Lineage. My ancestors are from Dalmatia, from a place called Dicmo. They moved towards Krajina, on the other side of Dinara, when the Turks retreated deeper into the inland in the seventeenth and eighteenth century. My ancestor was perhaps a repatriate in Krajina, since the border between the Turks and Venetians often changed after the siege of Vienna, thanks to the permanent resistance of Serbian uskoks. As we were able to reconstruct from scarce legends, my ancestor came to Resanovce near Grahovo alone, thus he was named Zivle, Zivlak, as a lamb that lost its mother.
My ancestors from my mother’s side were highlanders. My mother’s mother Boja was Čeko, related to Gavrilo Princip, who was also a Čeko. Their houses were next to one another and she knew Gavrilo well, since they played as children on a wasteland in front of the houses in Obljaj. Once, in Princip’s Obljaj, after traveling from Banat, I went through Gavrilo’s preserved notebook into which he wrote verses. I was fascinated. That notebook is no longer there, as a Princip family member with the same name told me a few years ago.
My mother Milica was born in Isjek, and her father was Damjan Bursać. He spent almost eight years as a soldier of the black-yellow monarchy, four years in the army during the Great War. He was in Vienna, Trieste, Pest, Sofia. As a batman, he did not directly experience the horrors of war.
My mother grew up in a big family. She had six brothers and a sister. Her sister died as a partisan, one of her brothers died during the war.

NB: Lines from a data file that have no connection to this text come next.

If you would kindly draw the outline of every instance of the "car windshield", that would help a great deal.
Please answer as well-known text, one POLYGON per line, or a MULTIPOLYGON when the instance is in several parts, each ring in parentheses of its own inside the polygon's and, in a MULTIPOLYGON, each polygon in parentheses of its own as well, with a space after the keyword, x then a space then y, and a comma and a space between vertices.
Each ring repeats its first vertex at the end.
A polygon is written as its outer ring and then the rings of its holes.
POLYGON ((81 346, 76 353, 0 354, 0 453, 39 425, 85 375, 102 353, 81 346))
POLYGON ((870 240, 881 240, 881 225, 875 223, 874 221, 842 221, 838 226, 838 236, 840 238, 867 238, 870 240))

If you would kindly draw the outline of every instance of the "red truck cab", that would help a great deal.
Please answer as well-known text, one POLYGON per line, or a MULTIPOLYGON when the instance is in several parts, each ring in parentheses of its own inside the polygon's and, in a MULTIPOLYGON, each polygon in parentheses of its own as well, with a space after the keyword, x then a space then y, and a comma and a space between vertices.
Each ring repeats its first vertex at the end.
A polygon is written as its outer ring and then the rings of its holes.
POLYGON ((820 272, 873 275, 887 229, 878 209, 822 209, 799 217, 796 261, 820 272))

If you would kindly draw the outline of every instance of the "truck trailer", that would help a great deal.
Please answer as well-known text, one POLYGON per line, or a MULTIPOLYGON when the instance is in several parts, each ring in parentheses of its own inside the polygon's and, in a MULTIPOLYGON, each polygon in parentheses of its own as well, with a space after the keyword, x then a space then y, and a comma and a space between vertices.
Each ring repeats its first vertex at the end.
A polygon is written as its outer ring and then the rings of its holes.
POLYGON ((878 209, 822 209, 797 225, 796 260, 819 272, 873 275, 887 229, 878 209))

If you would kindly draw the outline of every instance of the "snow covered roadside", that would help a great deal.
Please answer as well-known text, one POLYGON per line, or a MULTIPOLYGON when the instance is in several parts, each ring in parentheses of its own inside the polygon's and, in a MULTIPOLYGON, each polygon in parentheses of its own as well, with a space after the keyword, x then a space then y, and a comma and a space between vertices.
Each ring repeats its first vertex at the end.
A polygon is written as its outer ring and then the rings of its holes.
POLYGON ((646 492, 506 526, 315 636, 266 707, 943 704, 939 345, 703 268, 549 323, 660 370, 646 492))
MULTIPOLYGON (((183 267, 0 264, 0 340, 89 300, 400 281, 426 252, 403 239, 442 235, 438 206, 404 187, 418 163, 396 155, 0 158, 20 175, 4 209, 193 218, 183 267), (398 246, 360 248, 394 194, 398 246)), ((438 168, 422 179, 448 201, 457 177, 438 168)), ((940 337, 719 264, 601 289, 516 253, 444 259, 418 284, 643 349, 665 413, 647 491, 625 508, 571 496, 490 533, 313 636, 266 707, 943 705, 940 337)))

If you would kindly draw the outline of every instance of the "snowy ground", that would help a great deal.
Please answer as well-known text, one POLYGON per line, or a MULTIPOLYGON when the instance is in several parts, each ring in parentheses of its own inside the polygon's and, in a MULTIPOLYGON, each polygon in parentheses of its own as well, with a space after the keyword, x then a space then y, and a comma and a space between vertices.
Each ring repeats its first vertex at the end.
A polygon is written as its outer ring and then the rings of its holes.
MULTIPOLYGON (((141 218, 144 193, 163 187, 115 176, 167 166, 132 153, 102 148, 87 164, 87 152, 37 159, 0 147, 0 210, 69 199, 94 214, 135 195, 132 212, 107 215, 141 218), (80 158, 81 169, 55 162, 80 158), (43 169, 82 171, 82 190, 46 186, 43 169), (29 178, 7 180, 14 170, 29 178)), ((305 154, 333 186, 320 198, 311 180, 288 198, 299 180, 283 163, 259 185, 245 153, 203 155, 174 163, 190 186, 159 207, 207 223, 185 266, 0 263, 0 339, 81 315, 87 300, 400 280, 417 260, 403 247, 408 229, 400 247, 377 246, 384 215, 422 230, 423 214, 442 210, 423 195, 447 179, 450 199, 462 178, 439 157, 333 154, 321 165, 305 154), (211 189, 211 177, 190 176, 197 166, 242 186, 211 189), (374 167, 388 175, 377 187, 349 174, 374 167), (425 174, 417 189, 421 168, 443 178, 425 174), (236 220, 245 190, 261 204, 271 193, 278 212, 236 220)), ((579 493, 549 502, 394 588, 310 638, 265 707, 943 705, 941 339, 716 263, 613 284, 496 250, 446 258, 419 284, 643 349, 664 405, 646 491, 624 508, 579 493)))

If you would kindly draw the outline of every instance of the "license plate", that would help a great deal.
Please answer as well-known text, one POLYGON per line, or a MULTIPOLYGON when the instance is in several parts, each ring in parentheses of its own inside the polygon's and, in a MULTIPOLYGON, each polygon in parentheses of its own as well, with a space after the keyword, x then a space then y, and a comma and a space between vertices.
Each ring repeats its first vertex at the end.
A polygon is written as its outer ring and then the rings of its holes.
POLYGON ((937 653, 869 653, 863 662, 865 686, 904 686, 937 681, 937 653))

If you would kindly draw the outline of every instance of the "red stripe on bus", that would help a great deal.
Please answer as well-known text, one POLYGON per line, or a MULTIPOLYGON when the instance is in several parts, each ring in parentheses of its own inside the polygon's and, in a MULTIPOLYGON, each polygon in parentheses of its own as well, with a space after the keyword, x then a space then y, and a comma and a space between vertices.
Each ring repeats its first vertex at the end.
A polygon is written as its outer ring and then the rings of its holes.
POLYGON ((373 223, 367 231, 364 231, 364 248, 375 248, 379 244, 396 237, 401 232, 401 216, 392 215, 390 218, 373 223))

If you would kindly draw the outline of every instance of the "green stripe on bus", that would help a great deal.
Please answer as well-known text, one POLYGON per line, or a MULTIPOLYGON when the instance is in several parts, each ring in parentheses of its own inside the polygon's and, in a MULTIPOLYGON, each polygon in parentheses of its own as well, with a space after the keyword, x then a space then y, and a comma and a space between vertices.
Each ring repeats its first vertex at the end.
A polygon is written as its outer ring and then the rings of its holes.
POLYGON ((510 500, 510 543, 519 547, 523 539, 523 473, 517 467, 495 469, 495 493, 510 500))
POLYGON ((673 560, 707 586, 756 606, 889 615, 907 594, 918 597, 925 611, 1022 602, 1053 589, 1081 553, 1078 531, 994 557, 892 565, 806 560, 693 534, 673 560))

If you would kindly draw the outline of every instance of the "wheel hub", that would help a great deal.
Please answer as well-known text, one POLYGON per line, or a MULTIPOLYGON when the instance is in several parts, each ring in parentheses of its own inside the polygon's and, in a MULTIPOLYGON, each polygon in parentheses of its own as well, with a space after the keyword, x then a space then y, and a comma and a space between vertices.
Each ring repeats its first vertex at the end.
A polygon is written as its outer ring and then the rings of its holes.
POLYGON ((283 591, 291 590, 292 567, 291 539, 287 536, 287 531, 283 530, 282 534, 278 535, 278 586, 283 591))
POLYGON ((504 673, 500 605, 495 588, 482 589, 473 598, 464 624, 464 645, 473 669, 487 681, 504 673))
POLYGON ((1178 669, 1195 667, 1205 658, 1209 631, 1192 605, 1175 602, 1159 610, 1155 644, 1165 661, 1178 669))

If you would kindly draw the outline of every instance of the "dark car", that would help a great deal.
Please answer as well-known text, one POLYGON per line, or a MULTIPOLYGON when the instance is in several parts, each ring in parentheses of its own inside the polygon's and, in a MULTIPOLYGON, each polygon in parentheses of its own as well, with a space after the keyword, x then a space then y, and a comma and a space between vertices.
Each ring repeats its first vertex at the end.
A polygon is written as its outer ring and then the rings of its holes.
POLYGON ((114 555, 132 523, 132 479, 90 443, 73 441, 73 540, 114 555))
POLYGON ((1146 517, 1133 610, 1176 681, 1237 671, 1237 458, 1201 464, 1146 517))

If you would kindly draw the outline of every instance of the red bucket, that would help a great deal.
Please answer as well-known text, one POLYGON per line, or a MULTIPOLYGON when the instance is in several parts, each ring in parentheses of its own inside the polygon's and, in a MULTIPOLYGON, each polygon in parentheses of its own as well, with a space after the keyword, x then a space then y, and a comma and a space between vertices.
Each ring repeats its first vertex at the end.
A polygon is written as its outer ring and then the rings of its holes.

Her oldest brother, an officer, was imprisoned in Bileća as a supporter of the Cominform.
My father’s father, Jovan, died during the war; my father Luka, as a cadet at the Air Force NCO School in Rajlovac, was a prisoner in a German army camp, and his brother Sava, first partisan, then chetnik in Knin, emigrated to the U.S. As the family scattered around, the old homeland disappeared.
As a boy, in Nakovo, a village in Banat, where old customs were destroyed after the colonization, faith forgotten, families became provisional, I was almost without memory. The colonization was a double-effect endeavor: it created a population of agricultural workers, who would continue production on the deserted fields of Banat, and formed a socialist human, exposed to the forces of modernization, dominated by the collective, as well as by technology, the myth of industry and science. The change was under the flags of a solid and simplified ideology.

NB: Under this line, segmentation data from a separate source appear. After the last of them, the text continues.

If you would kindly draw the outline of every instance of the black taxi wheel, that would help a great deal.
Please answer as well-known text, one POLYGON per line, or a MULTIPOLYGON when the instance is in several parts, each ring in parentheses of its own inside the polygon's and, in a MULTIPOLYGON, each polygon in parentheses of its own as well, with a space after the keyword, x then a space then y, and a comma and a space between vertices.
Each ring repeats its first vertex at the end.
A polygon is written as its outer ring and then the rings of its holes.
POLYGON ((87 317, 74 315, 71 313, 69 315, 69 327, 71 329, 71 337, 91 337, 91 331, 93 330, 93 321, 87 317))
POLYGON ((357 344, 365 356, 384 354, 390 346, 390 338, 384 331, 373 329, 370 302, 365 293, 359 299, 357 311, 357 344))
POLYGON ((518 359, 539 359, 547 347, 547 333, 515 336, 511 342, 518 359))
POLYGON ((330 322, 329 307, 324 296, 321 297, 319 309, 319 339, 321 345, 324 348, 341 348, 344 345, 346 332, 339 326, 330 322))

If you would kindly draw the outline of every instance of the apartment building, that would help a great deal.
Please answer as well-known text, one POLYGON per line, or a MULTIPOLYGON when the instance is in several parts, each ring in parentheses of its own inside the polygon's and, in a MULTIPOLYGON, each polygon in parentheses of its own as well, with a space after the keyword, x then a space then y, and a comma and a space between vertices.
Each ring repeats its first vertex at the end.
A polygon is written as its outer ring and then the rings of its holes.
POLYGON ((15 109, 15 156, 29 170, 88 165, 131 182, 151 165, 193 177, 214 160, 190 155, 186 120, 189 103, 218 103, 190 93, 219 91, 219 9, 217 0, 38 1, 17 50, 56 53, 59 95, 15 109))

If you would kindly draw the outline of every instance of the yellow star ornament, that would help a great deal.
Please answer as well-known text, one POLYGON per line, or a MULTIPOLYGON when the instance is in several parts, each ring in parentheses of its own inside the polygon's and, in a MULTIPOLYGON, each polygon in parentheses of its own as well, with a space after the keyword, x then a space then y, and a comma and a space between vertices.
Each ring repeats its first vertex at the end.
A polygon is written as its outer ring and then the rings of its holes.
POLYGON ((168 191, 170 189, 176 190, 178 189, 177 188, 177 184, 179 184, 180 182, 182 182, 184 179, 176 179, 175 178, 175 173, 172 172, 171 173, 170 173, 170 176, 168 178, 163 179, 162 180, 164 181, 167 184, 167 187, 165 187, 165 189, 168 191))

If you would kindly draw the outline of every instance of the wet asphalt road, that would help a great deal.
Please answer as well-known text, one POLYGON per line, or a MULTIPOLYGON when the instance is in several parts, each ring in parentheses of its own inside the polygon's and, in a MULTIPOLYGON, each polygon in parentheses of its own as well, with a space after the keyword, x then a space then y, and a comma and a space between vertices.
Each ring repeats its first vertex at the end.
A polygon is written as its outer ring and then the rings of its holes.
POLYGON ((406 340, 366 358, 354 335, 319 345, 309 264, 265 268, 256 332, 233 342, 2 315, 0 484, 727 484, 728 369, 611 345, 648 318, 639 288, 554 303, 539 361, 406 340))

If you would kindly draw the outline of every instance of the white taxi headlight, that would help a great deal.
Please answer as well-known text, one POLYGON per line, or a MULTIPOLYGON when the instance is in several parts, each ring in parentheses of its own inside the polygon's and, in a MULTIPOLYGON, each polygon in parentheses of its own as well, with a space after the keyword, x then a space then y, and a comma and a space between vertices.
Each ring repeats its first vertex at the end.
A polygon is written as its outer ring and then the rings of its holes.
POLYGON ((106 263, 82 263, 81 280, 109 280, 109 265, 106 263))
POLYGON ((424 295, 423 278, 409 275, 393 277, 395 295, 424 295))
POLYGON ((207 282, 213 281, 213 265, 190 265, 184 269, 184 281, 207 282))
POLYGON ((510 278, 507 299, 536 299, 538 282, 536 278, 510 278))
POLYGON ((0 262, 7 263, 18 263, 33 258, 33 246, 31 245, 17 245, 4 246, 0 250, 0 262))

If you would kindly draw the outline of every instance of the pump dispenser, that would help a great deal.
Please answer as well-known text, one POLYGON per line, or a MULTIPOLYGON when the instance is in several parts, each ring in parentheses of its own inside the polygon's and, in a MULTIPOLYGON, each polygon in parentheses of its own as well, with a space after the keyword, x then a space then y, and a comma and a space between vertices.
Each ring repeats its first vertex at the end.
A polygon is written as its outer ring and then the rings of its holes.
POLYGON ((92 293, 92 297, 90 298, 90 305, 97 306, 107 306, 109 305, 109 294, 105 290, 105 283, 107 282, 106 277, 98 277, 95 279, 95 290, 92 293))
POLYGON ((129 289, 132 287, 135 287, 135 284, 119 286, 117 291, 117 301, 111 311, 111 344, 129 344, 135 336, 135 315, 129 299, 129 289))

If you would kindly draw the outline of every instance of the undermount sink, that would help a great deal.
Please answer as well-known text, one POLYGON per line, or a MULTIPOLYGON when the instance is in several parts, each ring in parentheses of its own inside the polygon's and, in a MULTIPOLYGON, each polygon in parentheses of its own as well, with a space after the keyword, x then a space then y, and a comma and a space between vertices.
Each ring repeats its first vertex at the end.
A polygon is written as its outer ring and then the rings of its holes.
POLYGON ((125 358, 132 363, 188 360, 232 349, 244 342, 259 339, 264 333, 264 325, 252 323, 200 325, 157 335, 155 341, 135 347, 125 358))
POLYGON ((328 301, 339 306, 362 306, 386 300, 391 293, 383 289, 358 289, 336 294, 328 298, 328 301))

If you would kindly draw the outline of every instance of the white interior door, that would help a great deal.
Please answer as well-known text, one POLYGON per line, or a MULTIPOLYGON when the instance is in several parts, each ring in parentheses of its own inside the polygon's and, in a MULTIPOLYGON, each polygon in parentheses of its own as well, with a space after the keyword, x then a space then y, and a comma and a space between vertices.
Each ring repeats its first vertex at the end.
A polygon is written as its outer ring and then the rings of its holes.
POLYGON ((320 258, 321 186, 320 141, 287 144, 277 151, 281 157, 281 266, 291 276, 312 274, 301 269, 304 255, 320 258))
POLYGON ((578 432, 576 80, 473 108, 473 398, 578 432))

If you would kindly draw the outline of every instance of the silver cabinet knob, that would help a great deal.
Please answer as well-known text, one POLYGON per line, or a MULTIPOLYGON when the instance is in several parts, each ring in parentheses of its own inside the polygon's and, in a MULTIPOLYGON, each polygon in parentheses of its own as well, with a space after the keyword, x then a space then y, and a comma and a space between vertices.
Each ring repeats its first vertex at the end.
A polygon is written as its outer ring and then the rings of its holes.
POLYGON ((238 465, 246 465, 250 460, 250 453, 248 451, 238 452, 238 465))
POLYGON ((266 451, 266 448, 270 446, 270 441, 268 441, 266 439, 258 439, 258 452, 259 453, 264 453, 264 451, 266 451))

Through distant pictures. The homeland was a shell, in which I slowly realized that there were other worlds, different people. I first lived in a closed community. The distance was insuperable. There was a pitted macadam road to Kikinda. We rarely traveled. Tractors and a few buses were driving to Kikinda. Working in the fields, the school as the place of disciplining, social life between busy and strict meetings of grown-ups, afternoon relaxing in the yard of the kafana, where people drank beer and competed in bowling. Sundays on the football field, with passionate and loud cheering. There were a few telephones in the village. Speakers on lampposts broadcasted music, political speeches, football games, news from the Local Office. Then came the radio, and later we discovered television. We watched it on a single TV set, placed on the Cultural Center window.
Privacy barely existed. We lived in imposed intimacy. However, besides socialization with children, I also discovered loneliness as a boy. I wandered through the fields, walked down the canal slopes, entered shady groves, watched birds, small restless rodents, amphibians, insects, the colorful and wild world that conquered meadows and fields, and it showed itself to me as unusual and free, lonely and unsubmissive. Nature became lavishing in its shapes, in its laws and exceptions, I saw myself amazed by that rich and ungraspable mysteriousness of life.

Close distances. I was insatiably curious as a boy, often confused when grown-ups wouldn’t give me an answer to my questions. I felt redundant. I discovered books in my grandfather’s house, on a green shelf, arranged by one of my uncles. A real treasure, from Pushkin, Chekhov, Dostoyevsky, Turgenev, to English and American short stories. My father’s library was dominated by Bruno Traven, with his Rebellion of the Hanged. From there, the voice of righteous ones woke me up and inspired me with compassion, sensitivity towards the despised ones.
We were encouraged to write patriotic poems in school, but no one was able to explain me how to write free verse. It tortured me for several years when I was a boy. I knew how to use free verse, but didn’t know what it means.
I read school poets and later, in the village library, as well as the City Library in Kikinda, I found numerous answers in the examples of great poets. I was feverish while reading Rimbaud, Baudelaire, Eliot, Pound, Pasternak, Saint-John Perse, Rene Char… Later I became seriously engaged in studying our poets. Late Dučić, surrealists, Crnjanski, Vasiljev. I shared my discoveries about art with my brother Dušan, who chose sculpture, without anyone teaching him about it in the village community. He later graduated at the Academy of Arts in Belgrade, and now lives in Paris.
My youth was wired: I listened to the Beatles, Rolling Stones, The Troggs, The Hollies… I became a kind of a social rebel: sixty-eight shook me.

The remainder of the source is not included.